Congratulations for making it this far! That was a big wall of text.

Data Directories

There are typically 16 data directories, so NumberOfRvaAndSizes should be set to 16. Immediately following is an array of IMAGE_DATA_DIRECTORYs.

Each directory entry contains two double-words (32-bit unsigned integers), VirtualAddress and Size. We will look much more closely at the data directories when we start discussing imports, but for now, we will simply write out 16 blank entries.

Section Table

The last of the headers is the section table. This table provides the program loader with a list of the different sections in the file. Sections divide the contents of the PE file into different purposes.
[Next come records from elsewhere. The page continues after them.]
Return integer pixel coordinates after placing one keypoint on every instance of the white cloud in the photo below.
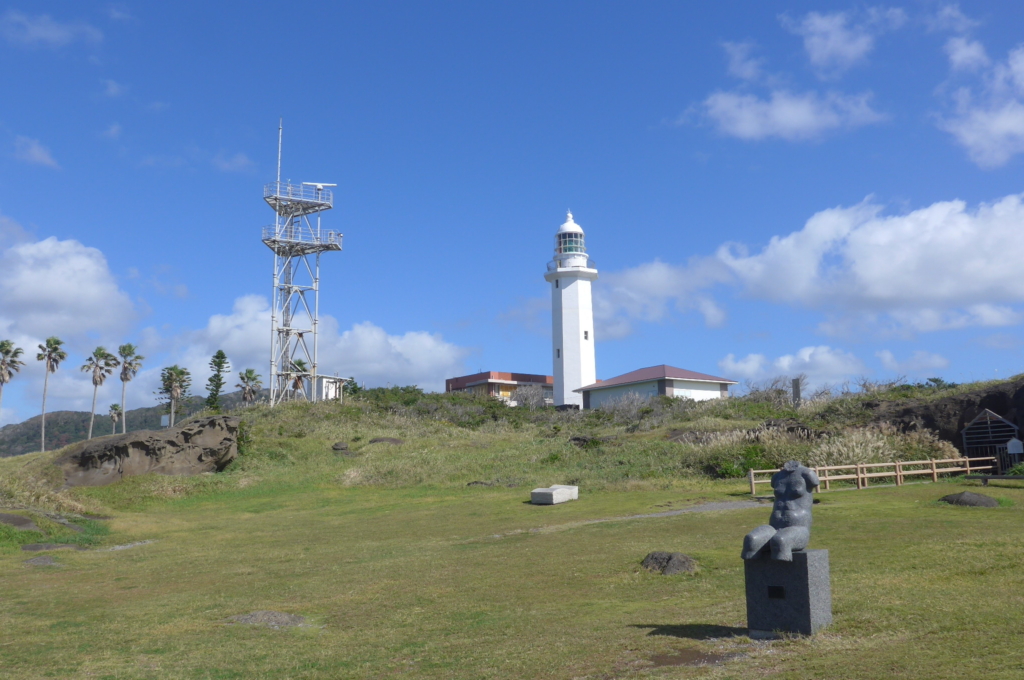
(990, 123)
(32, 152)
(836, 41)
(821, 365)
(966, 54)
(59, 288)
(237, 163)
(937, 267)
(786, 115)
(19, 29)
(741, 65)
(113, 88)
(949, 17)
(650, 291)
(920, 362)
(365, 351)
(119, 12)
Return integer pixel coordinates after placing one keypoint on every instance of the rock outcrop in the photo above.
(947, 416)
(205, 445)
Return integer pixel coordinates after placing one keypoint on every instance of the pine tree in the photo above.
(220, 367)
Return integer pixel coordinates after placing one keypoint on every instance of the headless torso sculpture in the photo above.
(790, 526)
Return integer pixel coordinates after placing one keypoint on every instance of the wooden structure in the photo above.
(861, 474)
(987, 435)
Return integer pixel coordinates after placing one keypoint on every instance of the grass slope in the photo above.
(402, 569)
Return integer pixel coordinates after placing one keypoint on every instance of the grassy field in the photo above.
(402, 569)
(453, 583)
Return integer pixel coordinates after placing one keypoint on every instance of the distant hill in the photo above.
(65, 427)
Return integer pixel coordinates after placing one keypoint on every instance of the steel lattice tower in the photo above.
(297, 242)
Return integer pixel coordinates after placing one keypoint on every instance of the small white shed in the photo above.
(660, 380)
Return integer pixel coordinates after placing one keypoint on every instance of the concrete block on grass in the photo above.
(554, 495)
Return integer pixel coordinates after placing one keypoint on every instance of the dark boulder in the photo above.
(971, 500)
(669, 563)
(205, 445)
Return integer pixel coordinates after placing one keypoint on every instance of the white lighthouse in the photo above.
(571, 314)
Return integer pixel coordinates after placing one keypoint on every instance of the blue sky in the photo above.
(767, 188)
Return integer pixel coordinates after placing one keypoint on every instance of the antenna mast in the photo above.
(297, 242)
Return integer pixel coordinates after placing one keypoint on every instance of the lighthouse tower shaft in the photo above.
(570, 273)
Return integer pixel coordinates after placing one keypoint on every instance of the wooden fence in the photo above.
(861, 474)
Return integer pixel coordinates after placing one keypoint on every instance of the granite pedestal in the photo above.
(787, 597)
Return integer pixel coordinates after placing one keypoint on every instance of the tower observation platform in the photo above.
(291, 235)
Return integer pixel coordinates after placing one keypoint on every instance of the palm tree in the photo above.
(298, 382)
(100, 364)
(251, 382)
(51, 354)
(174, 382)
(115, 414)
(9, 364)
(131, 363)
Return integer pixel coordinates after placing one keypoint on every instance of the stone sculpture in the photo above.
(790, 525)
(787, 586)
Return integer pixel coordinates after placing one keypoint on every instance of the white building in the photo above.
(570, 273)
(656, 380)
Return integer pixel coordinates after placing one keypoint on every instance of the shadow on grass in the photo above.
(693, 631)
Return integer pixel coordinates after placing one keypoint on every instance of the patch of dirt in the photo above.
(590, 442)
(668, 563)
(129, 545)
(691, 436)
(38, 547)
(272, 620)
(690, 657)
(707, 507)
(18, 521)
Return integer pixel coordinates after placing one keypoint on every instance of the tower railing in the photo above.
(302, 234)
(303, 193)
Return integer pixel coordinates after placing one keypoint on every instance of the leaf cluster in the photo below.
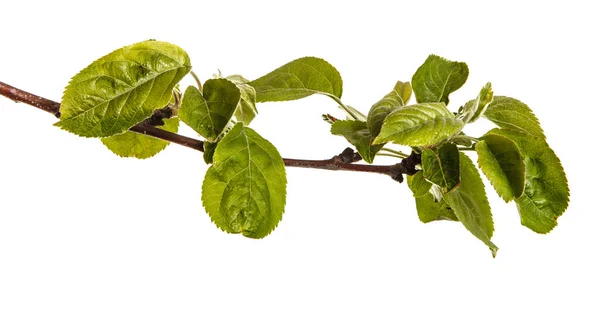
(244, 189)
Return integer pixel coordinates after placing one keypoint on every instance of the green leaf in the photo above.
(474, 108)
(246, 110)
(419, 125)
(358, 135)
(298, 79)
(546, 193)
(502, 163)
(470, 204)
(398, 97)
(122, 88)
(209, 151)
(510, 113)
(359, 115)
(441, 166)
(244, 190)
(209, 113)
(418, 185)
(427, 208)
(437, 78)
(135, 145)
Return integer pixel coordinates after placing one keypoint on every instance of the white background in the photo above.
(81, 229)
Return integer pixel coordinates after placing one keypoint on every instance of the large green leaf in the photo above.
(244, 190)
(470, 204)
(502, 163)
(474, 108)
(427, 209)
(419, 125)
(512, 114)
(546, 193)
(297, 79)
(358, 135)
(130, 144)
(437, 78)
(398, 97)
(246, 110)
(122, 88)
(441, 166)
(210, 112)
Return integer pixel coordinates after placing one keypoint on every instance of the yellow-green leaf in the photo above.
(122, 88)
(244, 190)
(419, 125)
(398, 97)
(437, 78)
(297, 79)
(546, 193)
(208, 113)
(470, 204)
(135, 145)
(502, 163)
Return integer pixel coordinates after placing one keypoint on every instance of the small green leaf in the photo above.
(474, 108)
(135, 145)
(441, 166)
(398, 97)
(510, 113)
(359, 115)
(209, 113)
(298, 79)
(358, 135)
(427, 208)
(418, 185)
(501, 162)
(246, 110)
(546, 193)
(419, 125)
(122, 88)
(470, 204)
(244, 190)
(437, 78)
(209, 151)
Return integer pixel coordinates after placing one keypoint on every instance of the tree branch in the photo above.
(341, 162)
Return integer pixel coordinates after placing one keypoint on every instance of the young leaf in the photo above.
(510, 113)
(358, 135)
(501, 162)
(209, 151)
(130, 144)
(246, 110)
(470, 204)
(474, 108)
(122, 88)
(244, 190)
(209, 113)
(546, 193)
(427, 208)
(398, 97)
(419, 125)
(418, 185)
(441, 166)
(297, 79)
(359, 115)
(437, 78)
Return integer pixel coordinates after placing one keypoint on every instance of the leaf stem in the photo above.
(198, 83)
(337, 163)
(339, 102)
(466, 137)
(398, 153)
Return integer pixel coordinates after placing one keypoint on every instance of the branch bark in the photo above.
(341, 162)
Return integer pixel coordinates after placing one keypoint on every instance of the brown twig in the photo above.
(341, 162)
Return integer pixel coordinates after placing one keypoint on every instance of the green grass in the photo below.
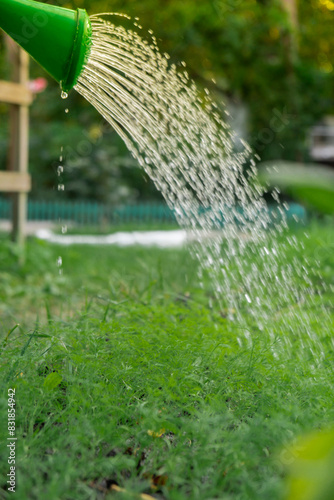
(125, 377)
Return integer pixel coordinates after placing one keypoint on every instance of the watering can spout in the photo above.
(58, 39)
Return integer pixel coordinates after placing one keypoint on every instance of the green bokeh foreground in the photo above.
(125, 378)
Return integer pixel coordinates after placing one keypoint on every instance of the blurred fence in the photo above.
(91, 213)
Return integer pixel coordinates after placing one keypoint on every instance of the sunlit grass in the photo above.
(127, 380)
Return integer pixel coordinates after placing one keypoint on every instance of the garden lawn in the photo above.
(128, 384)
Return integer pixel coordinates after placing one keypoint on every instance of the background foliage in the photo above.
(283, 78)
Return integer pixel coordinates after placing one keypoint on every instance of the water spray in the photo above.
(58, 39)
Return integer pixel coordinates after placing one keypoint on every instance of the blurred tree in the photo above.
(244, 45)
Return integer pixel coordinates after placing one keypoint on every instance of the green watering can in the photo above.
(58, 39)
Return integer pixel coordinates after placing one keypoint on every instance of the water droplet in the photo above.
(249, 300)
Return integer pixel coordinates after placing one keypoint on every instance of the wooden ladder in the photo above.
(16, 179)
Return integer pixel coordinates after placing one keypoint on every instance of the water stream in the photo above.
(180, 139)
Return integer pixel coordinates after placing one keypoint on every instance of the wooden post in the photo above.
(19, 136)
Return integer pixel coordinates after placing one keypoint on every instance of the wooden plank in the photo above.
(15, 182)
(15, 93)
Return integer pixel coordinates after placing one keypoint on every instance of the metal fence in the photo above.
(91, 213)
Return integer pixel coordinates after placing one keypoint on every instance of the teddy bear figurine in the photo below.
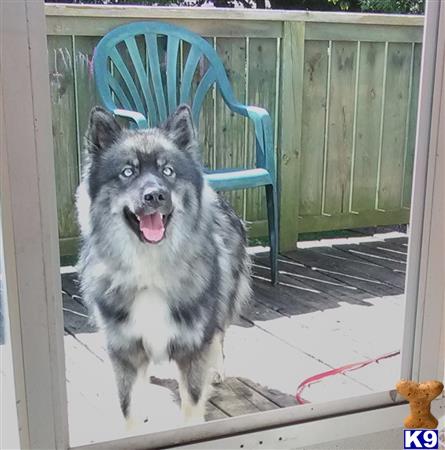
(420, 396)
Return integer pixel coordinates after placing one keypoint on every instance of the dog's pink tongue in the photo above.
(152, 227)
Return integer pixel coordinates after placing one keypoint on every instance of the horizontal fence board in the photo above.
(368, 120)
(313, 122)
(157, 13)
(339, 132)
(398, 72)
(360, 32)
(92, 26)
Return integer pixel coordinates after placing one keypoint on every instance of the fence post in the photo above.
(292, 70)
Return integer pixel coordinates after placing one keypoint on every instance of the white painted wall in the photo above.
(386, 440)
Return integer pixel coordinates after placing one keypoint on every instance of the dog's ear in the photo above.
(180, 129)
(103, 130)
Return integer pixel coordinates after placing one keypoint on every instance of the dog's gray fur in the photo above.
(169, 300)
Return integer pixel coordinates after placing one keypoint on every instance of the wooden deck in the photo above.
(336, 304)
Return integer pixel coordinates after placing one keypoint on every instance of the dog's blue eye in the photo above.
(167, 171)
(127, 172)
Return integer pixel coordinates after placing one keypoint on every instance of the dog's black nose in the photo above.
(155, 197)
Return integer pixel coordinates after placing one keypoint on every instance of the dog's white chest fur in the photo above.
(150, 320)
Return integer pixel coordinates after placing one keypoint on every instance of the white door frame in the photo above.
(29, 225)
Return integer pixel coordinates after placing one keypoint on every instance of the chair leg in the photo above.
(272, 217)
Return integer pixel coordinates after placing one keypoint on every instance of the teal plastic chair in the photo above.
(133, 83)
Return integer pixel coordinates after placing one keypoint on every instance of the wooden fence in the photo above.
(341, 88)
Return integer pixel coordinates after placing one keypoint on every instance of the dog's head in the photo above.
(143, 177)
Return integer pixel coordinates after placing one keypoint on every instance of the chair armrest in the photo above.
(265, 155)
(137, 117)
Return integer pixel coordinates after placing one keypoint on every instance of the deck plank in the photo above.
(322, 315)
(374, 255)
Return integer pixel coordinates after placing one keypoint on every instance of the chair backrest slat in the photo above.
(172, 69)
(155, 71)
(119, 93)
(139, 83)
(142, 78)
(207, 80)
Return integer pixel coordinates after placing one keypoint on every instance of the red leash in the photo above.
(349, 367)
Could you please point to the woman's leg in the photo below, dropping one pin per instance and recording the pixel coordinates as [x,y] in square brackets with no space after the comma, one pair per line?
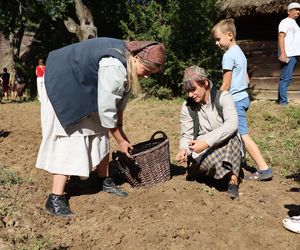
[102,169]
[254,152]
[59,183]
[108,185]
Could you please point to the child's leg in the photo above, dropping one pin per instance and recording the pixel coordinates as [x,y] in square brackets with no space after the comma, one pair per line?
[254,152]
[251,147]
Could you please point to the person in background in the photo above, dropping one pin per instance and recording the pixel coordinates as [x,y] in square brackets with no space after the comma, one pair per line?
[209,130]
[236,80]
[87,86]
[13,85]
[5,82]
[288,49]
[39,71]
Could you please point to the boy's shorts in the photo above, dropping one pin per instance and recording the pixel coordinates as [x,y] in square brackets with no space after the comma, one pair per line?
[241,108]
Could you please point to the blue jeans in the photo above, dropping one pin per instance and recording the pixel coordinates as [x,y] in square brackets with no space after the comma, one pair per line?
[241,108]
[287,70]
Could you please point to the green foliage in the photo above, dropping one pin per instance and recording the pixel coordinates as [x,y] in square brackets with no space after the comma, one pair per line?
[184,27]
[8,176]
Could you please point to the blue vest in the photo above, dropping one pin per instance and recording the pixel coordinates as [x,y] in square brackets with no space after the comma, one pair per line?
[71,77]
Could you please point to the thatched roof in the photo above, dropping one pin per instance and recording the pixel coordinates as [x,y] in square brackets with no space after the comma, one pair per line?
[235,8]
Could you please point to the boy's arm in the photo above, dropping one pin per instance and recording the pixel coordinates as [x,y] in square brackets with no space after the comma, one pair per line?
[227,75]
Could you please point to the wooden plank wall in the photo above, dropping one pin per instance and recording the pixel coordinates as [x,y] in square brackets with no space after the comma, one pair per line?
[264,69]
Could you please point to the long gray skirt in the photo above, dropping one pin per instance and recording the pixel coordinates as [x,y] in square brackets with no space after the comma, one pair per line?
[222,159]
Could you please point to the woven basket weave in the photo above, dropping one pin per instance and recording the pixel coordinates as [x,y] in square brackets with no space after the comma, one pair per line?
[150,164]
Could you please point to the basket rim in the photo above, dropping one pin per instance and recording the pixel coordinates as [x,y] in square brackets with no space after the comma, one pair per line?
[166,140]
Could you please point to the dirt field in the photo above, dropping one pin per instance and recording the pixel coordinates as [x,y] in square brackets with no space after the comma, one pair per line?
[174,215]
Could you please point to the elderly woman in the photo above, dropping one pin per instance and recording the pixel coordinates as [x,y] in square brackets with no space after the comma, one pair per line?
[87,86]
[209,124]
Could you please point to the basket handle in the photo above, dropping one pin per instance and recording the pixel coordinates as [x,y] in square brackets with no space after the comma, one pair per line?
[164,136]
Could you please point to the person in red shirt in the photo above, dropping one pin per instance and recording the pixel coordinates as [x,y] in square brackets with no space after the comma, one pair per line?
[39,71]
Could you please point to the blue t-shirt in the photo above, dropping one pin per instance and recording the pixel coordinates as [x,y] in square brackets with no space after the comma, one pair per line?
[235,60]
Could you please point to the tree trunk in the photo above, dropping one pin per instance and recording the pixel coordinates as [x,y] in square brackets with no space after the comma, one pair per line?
[86,29]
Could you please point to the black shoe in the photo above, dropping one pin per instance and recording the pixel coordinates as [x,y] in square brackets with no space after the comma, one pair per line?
[233,191]
[58,205]
[110,187]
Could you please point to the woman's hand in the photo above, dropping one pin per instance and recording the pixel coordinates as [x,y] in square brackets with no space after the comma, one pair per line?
[126,148]
[198,146]
[181,157]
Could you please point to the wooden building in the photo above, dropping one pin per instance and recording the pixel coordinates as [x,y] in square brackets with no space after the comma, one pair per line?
[257,32]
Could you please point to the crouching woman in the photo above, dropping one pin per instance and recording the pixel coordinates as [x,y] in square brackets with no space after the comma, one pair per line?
[209,125]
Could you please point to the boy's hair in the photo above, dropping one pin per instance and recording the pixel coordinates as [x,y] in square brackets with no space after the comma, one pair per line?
[225,25]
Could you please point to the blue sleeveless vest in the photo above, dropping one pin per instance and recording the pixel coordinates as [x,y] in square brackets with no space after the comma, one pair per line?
[71,76]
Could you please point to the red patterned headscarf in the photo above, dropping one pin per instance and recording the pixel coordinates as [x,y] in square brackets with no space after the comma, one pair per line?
[194,73]
[153,52]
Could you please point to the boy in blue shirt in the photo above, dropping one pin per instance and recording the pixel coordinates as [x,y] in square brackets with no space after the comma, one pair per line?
[235,80]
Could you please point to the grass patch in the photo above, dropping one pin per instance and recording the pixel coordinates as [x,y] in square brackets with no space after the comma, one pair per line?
[8,176]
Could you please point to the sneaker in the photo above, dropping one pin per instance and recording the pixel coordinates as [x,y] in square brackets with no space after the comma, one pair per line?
[110,187]
[260,175]
[233,190]
[57,205]
[292,224]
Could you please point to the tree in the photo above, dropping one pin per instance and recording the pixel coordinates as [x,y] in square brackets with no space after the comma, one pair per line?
[184,27]
[20,21]
[86,29]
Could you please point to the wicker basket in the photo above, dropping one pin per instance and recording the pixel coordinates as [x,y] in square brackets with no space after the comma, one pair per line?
[150,164]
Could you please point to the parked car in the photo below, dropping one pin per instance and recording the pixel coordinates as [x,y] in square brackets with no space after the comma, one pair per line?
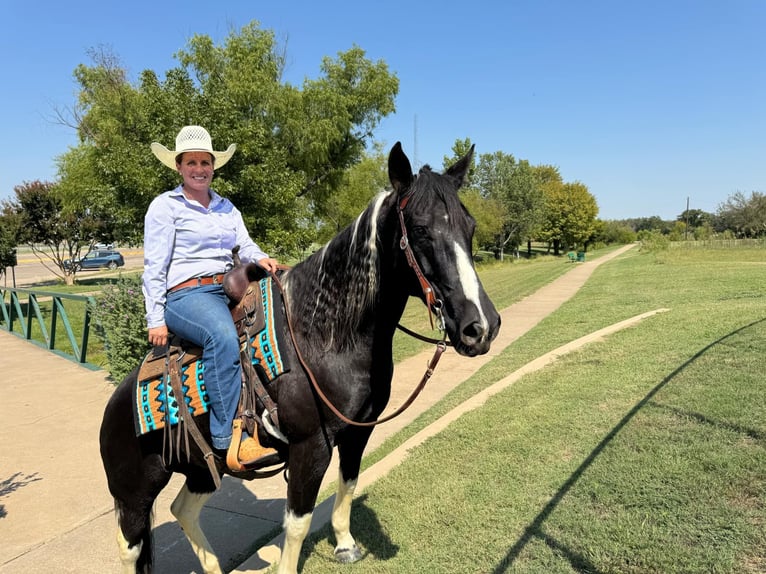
[97,259]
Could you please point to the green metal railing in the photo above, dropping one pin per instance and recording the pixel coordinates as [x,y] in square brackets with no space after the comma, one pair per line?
[37,316]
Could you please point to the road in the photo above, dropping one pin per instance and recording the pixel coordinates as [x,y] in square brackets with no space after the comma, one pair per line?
[33,272]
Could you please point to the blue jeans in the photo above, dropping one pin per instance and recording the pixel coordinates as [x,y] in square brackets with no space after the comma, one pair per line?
[201,315]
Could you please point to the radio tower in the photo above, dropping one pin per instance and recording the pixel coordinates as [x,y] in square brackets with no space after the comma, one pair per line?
[415,143]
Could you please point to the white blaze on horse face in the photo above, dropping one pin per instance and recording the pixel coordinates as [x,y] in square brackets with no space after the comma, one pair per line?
[470,282]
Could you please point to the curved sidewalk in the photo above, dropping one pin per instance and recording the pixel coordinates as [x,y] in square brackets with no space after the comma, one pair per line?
[55,510]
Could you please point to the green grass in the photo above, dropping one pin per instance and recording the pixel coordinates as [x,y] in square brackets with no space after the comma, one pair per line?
[641,453]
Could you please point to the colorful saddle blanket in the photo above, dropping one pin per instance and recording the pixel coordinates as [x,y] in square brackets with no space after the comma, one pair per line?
[154,402]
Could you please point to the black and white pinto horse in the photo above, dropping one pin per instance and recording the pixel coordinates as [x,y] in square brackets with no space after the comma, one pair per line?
[345,302]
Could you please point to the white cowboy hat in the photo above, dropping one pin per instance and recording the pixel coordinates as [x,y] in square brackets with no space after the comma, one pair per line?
[192,138]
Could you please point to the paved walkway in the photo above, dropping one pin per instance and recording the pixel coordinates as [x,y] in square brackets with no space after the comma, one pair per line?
[56,513]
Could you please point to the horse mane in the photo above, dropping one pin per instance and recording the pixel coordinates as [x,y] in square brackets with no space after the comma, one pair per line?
[340,281]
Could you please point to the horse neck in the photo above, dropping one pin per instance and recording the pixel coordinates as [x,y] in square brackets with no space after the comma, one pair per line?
[348,289]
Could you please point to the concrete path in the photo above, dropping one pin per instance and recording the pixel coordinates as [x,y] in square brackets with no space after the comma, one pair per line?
[56,513]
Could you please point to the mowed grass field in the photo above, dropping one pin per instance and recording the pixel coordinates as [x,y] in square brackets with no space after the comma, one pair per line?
[642,453]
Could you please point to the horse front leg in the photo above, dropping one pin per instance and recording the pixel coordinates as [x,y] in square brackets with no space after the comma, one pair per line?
[187,507]
[308,463]
[350,448]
We only need one section in our example and it will contain code.

Entries in the table are IMAGE_SECTION_HEADER instances:

  • Name — 8-byte name for the section; code is typically store in a section named “.text” (don’t forget to pad it with \0 to fill 8 bytes)
  • VirtualSize — the size of the section in bytes when loaded into memory
  • VirtualAddress — the address in memory where the section is loaded
  • SizeOfRawData — the size of the section in the PE file
  • PointerToRawData — the offset of the section in the PE file
  • PointerToRelocations, PointerToLinenumbers, NumberOfRelocations, and NumberOfLinenumbers — we don’t use relocations or line numbers in our example, so these are set to 0
  • Characteristics — information about how the section should be loaded into memory; our example uses the following flags:
    • IMAGE_SCN_CNT_CODE — section contains code
    • IMAGE_SCN_MEM_EXECUTE — section is executable
    • IMAGE_SCN_MEM_READ — section is readable

Of particular note in these entries is the distinction between the PE file on disk and how it is laid out in memory. It is possible to have a section defined in the PE file on disk that takes up more space in memory. This is useful for sections that we want initialized to 0 when our program starts — without storing all of those useless 0’s in the file.

The .text Section

Finally, the meat of the application. Our code begins at the entry point and consists of two instructions:

mov eax, 42
ret

These simply set the program’s exit code to 42. We will expand this to something more useful in later articles, but for now, it will do.

Examining PE Files

One more thing before we wrap up the first article. Can we take a look at an existing PE file and see if we recognize anything? We sure can! For that, there are a number of wonderful tools:

  • Ghidra — a whole suite of tools for reverse-engineering PE files (requires the JDK)
  • Relyze — interactive tool for viewing and visualizing PE files
  • WinDbg — the Windows debugger

For example, here’s what you get opening Notepad (C:\Windows\System32\notepad.exe) in Relyze and peeking at what’s inside:

WinDbg is handy when you want to see what your PE file looks like once it’s loaded into memory. This will come in handy in Part 2, when we take a look at imports and write a program that actually does something onscreen!